My older brother went off to college in 1995 with a Brother-brand desktop word processing unit. No, not a computer, but a little thing that did word processing, nothing but. However, he did go off to a school that had an internet connection, and he would come home over holidays and breaks to regale us of tales of that primitive web. Now, this may come as a shock to some of you, but even in those giddy days of early internet one of the first things I remember hearing about was 100% percent fake. It was called Bonsai Kitten, which combined the Japanese love of carefully-pruned tiny trees with, of course, cats.

And thus was born the first two pillars of our modern internet culture: lies and cats.

Bonsai Kitten was a hoax created back in the year 2000. By this point I had just barely gotten dial up internet back in the old homestead in Canton, while my brother had had five years of internet citizenship to marinate in. I remember him explaining the website with a grin that I can only describe as impish: an MIT student had used what was then fairly cutting-edge technology to manipulate pictures to make it look like adorable kittens had been forced to grow in, and take the shape of, glass cases, much like the square watermelons of Japan that were all the rage at the time. After my brother finished the story, the question was of course asked.

“Is that real?” How young I was.

To which my brother laughed and answered that no, it wasn’t. First rule of the internet, folks: assume everything is fake until proven otherwise. Now, for folks like me who grew up in those hazy, crazy, Wild-West days of the early internet, we often learned this the hard way (I still see things when I close my eyes, dear heavens…), some folks who are older or younger than me haven’t seemed to accept this sort of framework when browsing. This is how you get obviously Photoshopped pictures, provably wrong memes, and absolutely bonkers worldviews suddenly presented as legitimate.

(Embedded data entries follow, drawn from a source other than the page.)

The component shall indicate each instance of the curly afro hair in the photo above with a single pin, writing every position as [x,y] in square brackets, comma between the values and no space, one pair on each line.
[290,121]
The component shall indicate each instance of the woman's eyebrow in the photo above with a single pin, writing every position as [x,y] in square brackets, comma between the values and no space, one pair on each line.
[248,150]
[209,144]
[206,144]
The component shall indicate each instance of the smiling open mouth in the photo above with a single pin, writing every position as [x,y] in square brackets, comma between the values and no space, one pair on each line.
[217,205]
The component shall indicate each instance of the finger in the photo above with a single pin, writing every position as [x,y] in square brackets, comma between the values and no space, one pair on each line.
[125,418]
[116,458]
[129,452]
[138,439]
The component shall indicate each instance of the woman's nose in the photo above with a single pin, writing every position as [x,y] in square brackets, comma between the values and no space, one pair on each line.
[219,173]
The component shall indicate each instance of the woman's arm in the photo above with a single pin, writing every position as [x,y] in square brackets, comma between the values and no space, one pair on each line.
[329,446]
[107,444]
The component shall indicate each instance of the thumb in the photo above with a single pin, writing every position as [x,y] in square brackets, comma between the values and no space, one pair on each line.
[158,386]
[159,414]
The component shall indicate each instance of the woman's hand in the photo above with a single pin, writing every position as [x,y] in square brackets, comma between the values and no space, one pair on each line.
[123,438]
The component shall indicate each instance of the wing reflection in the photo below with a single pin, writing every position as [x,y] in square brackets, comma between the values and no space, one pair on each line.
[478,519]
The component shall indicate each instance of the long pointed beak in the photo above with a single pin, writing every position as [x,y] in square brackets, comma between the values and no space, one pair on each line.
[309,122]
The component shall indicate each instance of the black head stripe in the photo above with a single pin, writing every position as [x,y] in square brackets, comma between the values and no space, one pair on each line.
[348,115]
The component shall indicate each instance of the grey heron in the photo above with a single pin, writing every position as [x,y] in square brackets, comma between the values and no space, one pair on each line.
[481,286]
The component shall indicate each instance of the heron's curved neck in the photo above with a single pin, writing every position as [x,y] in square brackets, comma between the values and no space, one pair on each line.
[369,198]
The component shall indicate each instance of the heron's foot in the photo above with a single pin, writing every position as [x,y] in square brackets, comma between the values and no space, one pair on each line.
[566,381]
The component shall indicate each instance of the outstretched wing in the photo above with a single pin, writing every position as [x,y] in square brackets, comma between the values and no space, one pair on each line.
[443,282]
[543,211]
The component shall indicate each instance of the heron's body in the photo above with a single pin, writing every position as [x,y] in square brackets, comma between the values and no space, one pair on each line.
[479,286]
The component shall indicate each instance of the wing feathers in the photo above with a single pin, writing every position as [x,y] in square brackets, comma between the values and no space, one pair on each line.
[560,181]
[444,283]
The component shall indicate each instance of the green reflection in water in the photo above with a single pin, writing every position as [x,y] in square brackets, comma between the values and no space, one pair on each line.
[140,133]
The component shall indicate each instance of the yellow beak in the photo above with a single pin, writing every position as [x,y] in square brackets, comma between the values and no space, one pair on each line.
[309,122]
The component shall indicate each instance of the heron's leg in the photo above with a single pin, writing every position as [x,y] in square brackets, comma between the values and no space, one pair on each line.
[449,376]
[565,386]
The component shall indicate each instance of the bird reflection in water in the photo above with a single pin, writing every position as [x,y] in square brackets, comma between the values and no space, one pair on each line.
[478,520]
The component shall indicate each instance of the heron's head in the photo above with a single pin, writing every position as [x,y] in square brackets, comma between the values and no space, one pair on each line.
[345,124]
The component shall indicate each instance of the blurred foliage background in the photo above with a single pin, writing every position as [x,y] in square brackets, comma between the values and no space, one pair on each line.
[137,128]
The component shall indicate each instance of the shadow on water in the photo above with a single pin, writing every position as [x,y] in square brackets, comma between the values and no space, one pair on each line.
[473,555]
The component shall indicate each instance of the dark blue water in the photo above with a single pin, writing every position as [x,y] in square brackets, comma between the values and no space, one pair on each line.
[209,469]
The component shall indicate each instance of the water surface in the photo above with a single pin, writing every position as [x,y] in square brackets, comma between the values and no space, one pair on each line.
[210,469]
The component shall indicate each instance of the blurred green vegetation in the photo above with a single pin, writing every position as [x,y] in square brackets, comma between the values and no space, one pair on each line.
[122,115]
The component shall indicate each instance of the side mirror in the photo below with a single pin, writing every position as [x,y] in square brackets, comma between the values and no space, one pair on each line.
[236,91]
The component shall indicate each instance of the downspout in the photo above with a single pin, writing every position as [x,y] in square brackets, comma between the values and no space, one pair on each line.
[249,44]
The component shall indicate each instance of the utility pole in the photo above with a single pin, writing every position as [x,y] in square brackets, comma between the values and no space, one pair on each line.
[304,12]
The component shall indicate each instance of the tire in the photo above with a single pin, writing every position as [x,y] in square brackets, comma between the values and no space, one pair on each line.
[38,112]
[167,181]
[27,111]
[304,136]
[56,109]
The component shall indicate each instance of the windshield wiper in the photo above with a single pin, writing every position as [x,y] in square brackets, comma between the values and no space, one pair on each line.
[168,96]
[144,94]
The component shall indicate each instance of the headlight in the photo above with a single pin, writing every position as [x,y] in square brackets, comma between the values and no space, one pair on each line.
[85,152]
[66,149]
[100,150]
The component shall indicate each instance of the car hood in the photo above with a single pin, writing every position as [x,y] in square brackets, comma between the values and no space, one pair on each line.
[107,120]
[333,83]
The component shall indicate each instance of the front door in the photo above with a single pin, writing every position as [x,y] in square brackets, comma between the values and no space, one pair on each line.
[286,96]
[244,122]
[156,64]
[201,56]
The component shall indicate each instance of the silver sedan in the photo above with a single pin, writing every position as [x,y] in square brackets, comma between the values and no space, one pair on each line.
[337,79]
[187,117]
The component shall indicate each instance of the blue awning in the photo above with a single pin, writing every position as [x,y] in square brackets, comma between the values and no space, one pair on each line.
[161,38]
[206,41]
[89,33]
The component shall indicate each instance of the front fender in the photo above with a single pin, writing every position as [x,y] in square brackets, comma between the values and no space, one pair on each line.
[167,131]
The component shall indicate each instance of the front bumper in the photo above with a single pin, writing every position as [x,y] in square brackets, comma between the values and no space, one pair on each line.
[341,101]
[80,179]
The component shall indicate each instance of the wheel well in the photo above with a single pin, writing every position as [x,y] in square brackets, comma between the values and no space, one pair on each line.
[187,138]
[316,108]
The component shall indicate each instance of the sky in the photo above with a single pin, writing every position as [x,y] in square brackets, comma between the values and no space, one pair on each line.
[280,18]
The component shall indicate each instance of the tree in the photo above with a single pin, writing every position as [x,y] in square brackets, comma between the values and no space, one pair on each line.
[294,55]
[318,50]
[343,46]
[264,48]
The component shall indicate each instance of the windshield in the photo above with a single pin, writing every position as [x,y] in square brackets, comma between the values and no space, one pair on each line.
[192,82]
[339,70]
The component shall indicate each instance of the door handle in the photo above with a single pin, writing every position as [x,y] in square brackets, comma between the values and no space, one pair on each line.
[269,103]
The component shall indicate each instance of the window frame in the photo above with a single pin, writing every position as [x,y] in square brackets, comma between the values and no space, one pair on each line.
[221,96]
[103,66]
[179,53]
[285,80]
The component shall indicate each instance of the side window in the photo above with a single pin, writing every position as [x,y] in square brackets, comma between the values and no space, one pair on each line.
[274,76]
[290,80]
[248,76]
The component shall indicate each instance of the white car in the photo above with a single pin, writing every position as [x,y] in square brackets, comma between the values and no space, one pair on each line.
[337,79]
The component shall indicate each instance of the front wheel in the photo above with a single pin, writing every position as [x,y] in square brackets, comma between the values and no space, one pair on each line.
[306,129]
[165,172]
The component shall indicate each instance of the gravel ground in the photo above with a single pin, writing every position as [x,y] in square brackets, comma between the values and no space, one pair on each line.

Remember: assume everything is bunk before you can prove it, without a doubt, or risk being mocked on the internet… or voting for a carnival barker who, it turns out, can’t make the world better with a snap of his tiny fingers like he promised.

Beware of what the smartypants call “confirmation bias” which is a fancy way of saying “if it sounds too good to be true, it probably is.” Check your sources, assume everything is hot garbage until you can prove it’s not, and browse safely. Thankfully, those of us bleeding hearts over here on the left side of the fence have been hoodwinked so many times by pretend progressives serving big business that we treat everything with suspicion as default. But, for those of you who aren’t weirdos and are content not to spend your spare time researching marginal tax rates, be careful out there.

The internet is full of liars, and they want your money. And, thanks to a lack of common sense regulation or monopoly policy, they can do darn near anything hey want to get it. Practice safe clicks, develop a healthy sense of skepticism until you see it happen, and if all else fails just find your Millennial sibling, child, or coworkers and have them explain it to you. They’re easy to find: they’re usually the one browsing memes about how climate change will fry us all to a crisp by the time Social Security kicks in but hey, at least we won’t have to worry about retirement!